Zhipeng Cai is a Research Scientist in the Department of Computing Science at the University of Alberta. He received his Ph.D. and M.S. degree in Department of Computing Science at the University of Alberta, and B.S. degree from the Department of Computer Science and Engineering at Beijing Institute of Technology. His research areas focus on viruses (such as AIV, HIV-1, HCV, and FMDV) subtype and recombination prediction, whole genome based phylogenetic analysis, cancer bioinformatics through Microarray, bovine genomics (radiation hybrid maps, linkage maps, haplotyping, quantitative trait loci association), tag SNP se-
lection and identification of linked regions through genotype data.

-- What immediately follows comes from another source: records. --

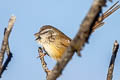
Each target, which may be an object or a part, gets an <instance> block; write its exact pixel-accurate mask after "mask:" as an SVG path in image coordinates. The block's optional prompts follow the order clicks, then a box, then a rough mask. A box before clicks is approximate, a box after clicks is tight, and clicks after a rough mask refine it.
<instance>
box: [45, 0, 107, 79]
mask: <svg viewBox="0 0 120 80" xmlns="http://www.w3.org/2000/svg"><path fill="white" fill-rule="evenodd" d="M105 4H106V0H94V2H93V4H92V6H91V8H90V11H89V12H88V14H87V16H86V17H85V19H84V20H83V22H82V24H81V26H80V30H79V32H78V33H77V35H76V36H75V38H74V39H73V40H72V41H71V44H70V46H69V47H68V48H67V50H66V52H65V54H64V55H63V56H62V59H61V60H60V61H59V62H57V64H56V65H55V67H54V68H53V70H52V71H51V73H50V74H49V75H48V76H47V80H56V79H57V78H58V77H59V76H60V75H61V74H62V71H63V69H64V68H65V66H66V65H67V63H68V62H69V61H70V60H71V58H72V56H73V54H74V52H75V51H77V52H80V51H81V50H82V48H83V47H84V45H85V43H86V42H88V39H89V36H90V33H91V29H92V27H93V25H94V24H95V21H96V20H97V19H98V17H99V14H100V13H101V10H102V9H101V8H102V6H104V5H105Z"/></svg>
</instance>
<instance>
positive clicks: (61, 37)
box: [34, 2, 120, 61]
mask: <svg viewBox="0 0 120 80" xmlns="http://www.w3.org/2000/svg"><path fill="white" fill-rule="evenodd" d="M117 3H118V2H116V3H115V4H114V5H113V6H111V7H110V8H109V9H108V10H107V11H106V12H104V13H103V14H102V15H101V16H99V18H98V20H97V21H96V22H95V24H94V25H93V27H92V32H94V31H95V30H96V29H97V28H99V27H101V26H102V25H103V24H104V22H103V20H104V19H105V18H107V17H108V16H109V15H111V14H112V13H113V12H115V11H116V10H118V9H119V8H120V5H117V6H116V4H117ZM34 35H35V37H36V41H37V42H38V43H39V44H40V45H41V46H42V47H43V50H44V51H45V52H46V53H47V54H48V56H50V57H51V58H53V59H54V60H56V61H59V60H60V59H61V57H62V55H63V54H64V52H65V50H66V49H67V47H68V46H69V45H70V42H71V40H72V39H71V38H69V37H68V36H67V35H65V34H64V33H63V32H62V31H60V30H59V29H57V28H55V27H53V26H51V25H44V26H42V27H41V28H40V30H39V32H37V33H35V34H34Z"/></svg>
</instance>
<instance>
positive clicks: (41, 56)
mask: <svg viewBox="0 0 120 80" xmlns="http://www.w3.org/2000/svg"><path fill="white" fill-rule="evenodd" d="M38 53H39V57H40V60H41V64H42V67H43V69H44V71H45V72H46V74H47V75H48V74H49V72H50V70H49V69H48V67H47V64H46V62H45V60H44V55H45V54H44V53H43V50H42V48H41V47H39V48H38Z"/></svg>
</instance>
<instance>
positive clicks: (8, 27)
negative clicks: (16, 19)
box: [0, 16, 16, 76]
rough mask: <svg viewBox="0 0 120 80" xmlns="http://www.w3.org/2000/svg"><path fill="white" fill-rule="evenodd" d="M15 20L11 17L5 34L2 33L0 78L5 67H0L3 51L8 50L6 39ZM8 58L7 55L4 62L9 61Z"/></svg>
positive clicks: (2, 66) (8, 62) (8, 56)
mask: <svg viewBox="0 0 120 80" xmlns="http://www.w3.org/2000/svg"><path fill="white" fill-rule="evenodd" d="M15 20H16V17H15V16H11V18H10V19H9V23H8V27H7V28H6V29H5V32H4V39H3V41H2V46H1V50H0V76H1V75H2V73H3V71H4V70H5V69H6V68H5V65H2V64H3V60H4V54H5V50H6V49H7V48H9V44H8V38H9V35H10V32H11V30H12V28H13V25H14V22H15ZM10 56H11V54H9V56H8V58H7V59H8V60H6V61H10V60H11V58H9V57H10ZM9 59H10V60H9ZM8 63H9V62H8ZM5 64H6V62H5ZM6 67H7V66H6Z"/></svg>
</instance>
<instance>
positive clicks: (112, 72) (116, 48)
mask: <svg viewBox="0 0 120 80" xmlns="http://www.w3.org/2000/svg"><path fill="white" fill-rule="evenodd" d="M118 49H119V43H118V42H117V40H116V41H115V43H114V46H113V52H112V56H111V61H110V65H109V69H108V74H107V80H112V77H113V70H114V63H115V59H116V55H117V52H118Z"/></svg>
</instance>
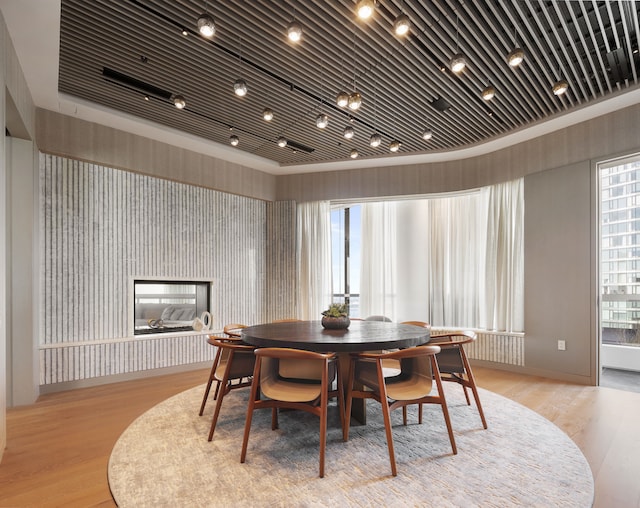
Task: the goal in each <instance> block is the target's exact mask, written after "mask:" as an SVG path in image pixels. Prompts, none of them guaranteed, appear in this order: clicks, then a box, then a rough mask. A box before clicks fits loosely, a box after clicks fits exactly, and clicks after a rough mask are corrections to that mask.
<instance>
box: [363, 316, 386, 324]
mask: <svg viewBox="0 0 640 508" xmlns="http://www.w3.org/2000/svg"><path fill="white" fill-rule="evenodd" d="M364 320H365V321H384V322H385V323H391V320H390V319H389V318H388V317H387V316H369V317H366V318H364Z"/></svg>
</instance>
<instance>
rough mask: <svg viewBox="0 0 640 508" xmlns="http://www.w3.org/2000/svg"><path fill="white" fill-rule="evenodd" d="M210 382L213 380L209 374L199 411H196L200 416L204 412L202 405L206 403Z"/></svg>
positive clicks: (201, 415)
mask: <svg viewBox="0 0 640 508" xmlns="http://www.w3.org/2000/svg"><path fill="white" fill-rule="evenodd" d="M212 382H213V379H211V376H209V381H207V387H206V388H205V389H204V396H203V397H202V404H200V412H199V413H198V415H199V416H202V414H203V413H204V406H205V405H206V404H207V399H208V398H209V390H211V383H212ZM216 393H217V387H216Z"/></svg>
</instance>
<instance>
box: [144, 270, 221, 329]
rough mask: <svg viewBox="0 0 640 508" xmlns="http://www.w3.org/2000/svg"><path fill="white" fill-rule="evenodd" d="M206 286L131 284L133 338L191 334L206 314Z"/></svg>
mask: <svg viewBox="0 0 640 508" xmlns="http://www.w3.org/2000/svg"><path fill="white" fill-rule="evenodd" d="M209 285H210V283H209V282H191V281H149V280H136V281H134V306H133V307H134V319H135V323H134V332H133V333H134V335H139V334H147V333H171V332H179V331H189V330H193V320H194V319H195V318H196V317H199V316H201V315H202V313H203V312H205V311H208V310H209V293H210V291H209Z"/></svg>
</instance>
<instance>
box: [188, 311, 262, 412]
mask: <svg viewBox="0 0 640 508" xmlns="http://www.w3.org/2000/svg"><path fill="white" fill-rule="evenodd" d="M246 327H247V325H243V324H241V323H230V324H227V325H225V326H224V328H223V330H222V331H223V333H224V334H225V335H226V336H227V338H228V339H229V340H236V341H238V342H239V343H242V341H241V340H240V337H241V336H242V329H243V328H246ZM209 338H210V339H215V338H216V337H215V335H209ZM209 344H211V342H209ZM221 356H222V350H221V349H219V348H218V349H217V350H216V356H215V358H214V359H213V364H212V365H211V371H210V372H209V379H208V380H207V386H206V387H205V390H204V396H203V397H202V404H201V405H200V413H199V414H200V416H202V413H203V412H204V407H205V405H206V404H207V400H208V398H209V391H210V390H211V384H212V383H213V382H214V381H215V382H216V389H215V392H214V393H213V398H214V400H215V399H217V398H218V392H219V391H220V382H221V380H222V378H221V377H220V376H217V377H216V370H217V368H218V362H219V361H220V358H221ZM248 384H250V383H247V386H248Z"/></svg>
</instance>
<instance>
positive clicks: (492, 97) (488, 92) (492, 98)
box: [482, 85, 496, 101]
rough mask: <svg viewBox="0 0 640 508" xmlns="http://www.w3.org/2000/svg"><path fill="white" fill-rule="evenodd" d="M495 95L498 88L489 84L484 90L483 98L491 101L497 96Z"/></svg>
mask: <svg viewBox="0 0 640 508" xmlns="http://www.w3.org/2000/svg"><path fill="white" fill-rule="evenodd" d="M495 95H496V89H495V88H494V87H493V86H491V85H489V86H487V87H486V88H485V89H484V90H482V98H483V99H484V100H485V101H490V100H491V99H493V98H494V97H495Z"/></svg>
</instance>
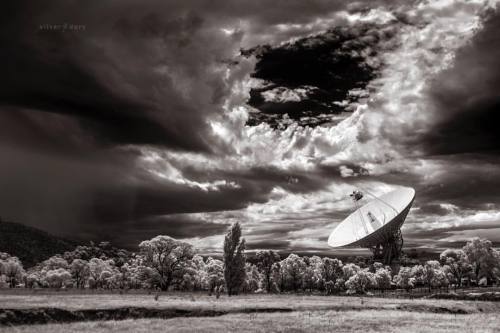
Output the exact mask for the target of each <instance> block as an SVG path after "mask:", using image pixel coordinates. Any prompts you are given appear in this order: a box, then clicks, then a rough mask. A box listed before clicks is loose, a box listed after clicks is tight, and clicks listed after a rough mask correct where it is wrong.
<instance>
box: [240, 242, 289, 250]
mask: <svg viewBox="0 0 500 333" xmlns="http://www.w3.org/2000/svg"><path fill="white" fill-rule="evenodd" d="M289 246H290V241H287V240H267V241H258V242H247V244H246V248H247V249H249V250H259V249H265V250H283V249H287V248H289Z"/></svg>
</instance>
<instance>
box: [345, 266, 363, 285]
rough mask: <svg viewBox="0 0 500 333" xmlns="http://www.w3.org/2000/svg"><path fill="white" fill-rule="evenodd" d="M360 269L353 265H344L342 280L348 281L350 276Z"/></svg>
mask: <svg viewBox="0 0 500 333" xmlns="http://www.w3.org/2000/svg"><path fill="white" fill-rule="evenodd" d="M360 270H361V268H360V267H359V266H358V265H355V264H345V265H344V266H342V272H343V278H344V280H345V281H348V280H349V279H350V278H351V277H352V276H354V275H355V274H356V273H357V272H359V271H360Z"/></svg>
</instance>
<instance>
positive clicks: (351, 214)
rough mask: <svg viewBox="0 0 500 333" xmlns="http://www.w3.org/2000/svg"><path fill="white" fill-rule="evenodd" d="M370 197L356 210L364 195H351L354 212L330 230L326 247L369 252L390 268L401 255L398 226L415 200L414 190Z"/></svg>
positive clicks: (374, 257)
mask: <svg viewBox="0 0 500 333" xmlns="http://www.w3.org/2000/svg"><path fill="white" fill-rule="evenodd" d="M365 192H366V191H365ZM367 193H368V192H367ZM373 197H374V199H373V200H371V201H369V202H368V203H366V204H365V205H363V206H361V207H358V201H360V200H361V199H362V198H363V193H361V192H360V191H354V192H353V193H352V194H351V198H352V199H353V201H354V203H355V205H356V207H357V209H356V211H355V212H353V213H352V214H351V215H349V216H348V217H347V218H346V219H345V220H344V221H342V222H341V223H340V224H339V225H338V226H337V227H336V228H335V229H334V230H333V232H332V233H331V234H330V237H329V238H328V245H329V246H331V247H333V248H343V247H363V248H369V249H370V250H372V252H373V256H374V258H375V259H382V260H383V262H384V264H387V265H389V264H391V262H392V260H393V259H396V258H399V256H400V254H401V250H402V248H403V236H402V235H401V226H402V225H403V223H404V221H405V219H406V216H407V215H408V212H409V211H410V207H411V205H412V203H413V200H414V199H415V190H414V189H413V188H400V189H397V190H394V191H392V192H389V193H387V194H384V195H382V196H380V197H375V196H373Z"/></svg>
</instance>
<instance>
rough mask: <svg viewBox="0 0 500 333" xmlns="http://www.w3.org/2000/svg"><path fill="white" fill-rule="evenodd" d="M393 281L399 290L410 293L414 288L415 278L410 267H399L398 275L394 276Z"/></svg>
mask: <svg viewBox="0 0 500 333" xmlns="http://www.w3.org/2000/svg"><path fill="white" fill-rule="evenodd" d="M393 281H394V283H395V284H396V285H397V286H398V287H399V288H403V289H404V290H406V291H410V290H411V289H413V288H414V287H415V278H414V277H413V273H412V269H411V268H410V267H401V268H400V269H399V272H398V274H397V275H394V277H393Z"/></svg>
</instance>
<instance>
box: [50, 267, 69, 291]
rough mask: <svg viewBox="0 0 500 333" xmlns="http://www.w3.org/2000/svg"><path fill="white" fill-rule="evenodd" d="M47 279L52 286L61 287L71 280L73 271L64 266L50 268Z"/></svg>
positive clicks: (53, 287) (67, 283)
mask: <svg viewBox="0 0 500 333" xmlns="http://www.w3.org/2000/svg"><path fill="white" fill-rule="evenodd" d="M45 279H46V281H47V283H48V284H49V286H50V287H52V288H61V287H63V286H64V285H66V284H68V283H69V282H70V281H71V273H70V272H68V271H67V270H66V269H64V268H57V269H52V270H49V271H48V272H47V273H46V275H45Z"/></svg>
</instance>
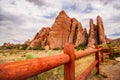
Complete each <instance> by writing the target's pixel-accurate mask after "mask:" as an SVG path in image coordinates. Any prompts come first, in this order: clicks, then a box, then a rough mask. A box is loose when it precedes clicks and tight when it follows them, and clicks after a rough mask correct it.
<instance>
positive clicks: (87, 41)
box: [28, 10, 107, 50]
mask: <svg viewBox="0 0 120 80" xmlns="http://www.w3.org/2000/svg"><path fill="white" fill-rule="evenodd" d="M88 38H89V39H88ZM106 39H107V38H106V37H105V34H104V26H103V22H102V19H101V17H100V16H98V17H97V25H95V24H94V23H93V20H92V19H90V30H89V35H88V34H87V30H86V29H85V28H84V29H83V27H82V24H81V23H80V22H79V21H78V20H77V19H75V18H70V17H69V16H67V14H66V13H65V11H63V10H62V11H61V12H60V13H59V15H58V16H57V17H56V19H55V21H54V24H53V25H52V27H51V28H48V27H47V28H42V29H41V30H40V32H39V33H37V34H36V35H35V37H34V39H33V40H32V41H28V45H29V47H32V48H33V47H37V46H39V47H42V48H45V49H47V50H48V49H54V48H63V47H64V44H65V43H66V42H71V43H73V44H74V45H75V46H79V45H80V44H84V45H87V46H89V47H90V46H93V45H96V44H105V43H106ZM87 43H88V44H87Z"/></svg>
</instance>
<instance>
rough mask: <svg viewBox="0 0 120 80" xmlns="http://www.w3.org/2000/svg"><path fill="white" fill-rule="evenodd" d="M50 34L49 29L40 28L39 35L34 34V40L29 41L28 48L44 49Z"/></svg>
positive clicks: (36, 34) (44, 28) (38, 33)
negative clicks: (49, 33)
mask: <svg viewBox="0 0 120 80" xmlns="http://www.w3.org/2000/svg"><path fill="white" fill-rule="evenodd" d="M49 32H50V28H49V27H46V28H42V29H41V30H40V32H39V33H37V34H36V36H35V37H34V39H33V40H32V41H31V43H30V45H29V46H30V47H31V48H33V47H38V46H39V47H44V46H45V45H47V44H48V43H47V42H48V41H47V40H48V35H49Z"/></svg>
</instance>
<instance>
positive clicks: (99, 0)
mask: <svg viewBox="0 0 120 80" xmlns="http://www.w3.org/2000/svg"><path fill="white" fill-rule="evenodd" d="M61 10H65V11H66V13H67V14H68V15H69V16H70V17H71V18H72V17H75V18H76V19H78V20H79V21H80V22H82V25H83V27H86V28H87V29H89V18H93V19H94V20H95V19H96V16H97V15H100V16H101V17H102V19H103V22H104V27H105V34H106V35H107V37H109V38H112V39H114V38H120V0H0V45H2V44H3V43H4V42H11V43H24V41H26V40H28V39H33V37H34V35H35V34H36V32H38V31H39V30H40V29H41V28H42V27H47V26H49V27H51V25H52V24H53V22H54V19H55V17H56V16H57V15H58V13H59V12H60V11H61Z"/></svg>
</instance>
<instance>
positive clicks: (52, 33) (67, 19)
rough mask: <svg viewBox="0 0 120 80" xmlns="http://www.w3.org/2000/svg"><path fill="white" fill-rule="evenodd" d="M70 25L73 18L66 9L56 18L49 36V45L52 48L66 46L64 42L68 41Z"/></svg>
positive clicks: (51, 29)
mask: <svg viewBox="0 0 120 80" xmlns="http://www.w3.org/2000/svg"><path fill="white" fill-rule="evenodd" d="M70 27H71V19H70V18H69V17H68V16H67V14H66V13H65V11H61V12H60V13H59V15H58V16H57V18H56V19H55V22H54V24H53V25H52V27H51V31H50V33H49V36H48V46H49V48H50V49H54V48H63V47H64V44H65V43H66V42H68V38H69V34H70Z"/></svg>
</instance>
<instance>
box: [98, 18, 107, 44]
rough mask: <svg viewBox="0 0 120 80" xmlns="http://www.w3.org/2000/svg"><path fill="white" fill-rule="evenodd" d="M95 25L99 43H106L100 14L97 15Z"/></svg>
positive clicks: (104, 35)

His research interests also include computational biology, approximation and randomized algorithms design. Raheem Beyah is an Assistant Professor in the Department of Computer Science at Georgia State University where he leads the Georgia State Communications Assurance and Performance Group (CAP). He is also an Adjunct Professor in the School of Electrical and Computer Engineering at the Georgia Institute of Technology. He received his Bachelor of Science in Electrical Engineering from North Carolina A&T State University in 1998. He received his Masters and Ph.D. in Electrical and Computer Engineering from the Georgia Institute of Technology in 1999 and 2003, respectively. Prior to joining Georgia State, Dr. Beyah was a research faculty member with the Georgia Institute of Technology’s Communications Systems Center (CSC) for four years and remains a part of the Center. He also worked as a consultant in Andersen Consulting’s (now Accenture) Network Solutions group. He is an Associate Editor of the Wiley Security and Communication Networks Journal and serves as Guest Editor for the International Journal of High Performance Computing and Networking. His research interests include network security, wireless networks, network traffic characterization and performance, and security visualization. He is a member of IEEE, ACM, and NSBE.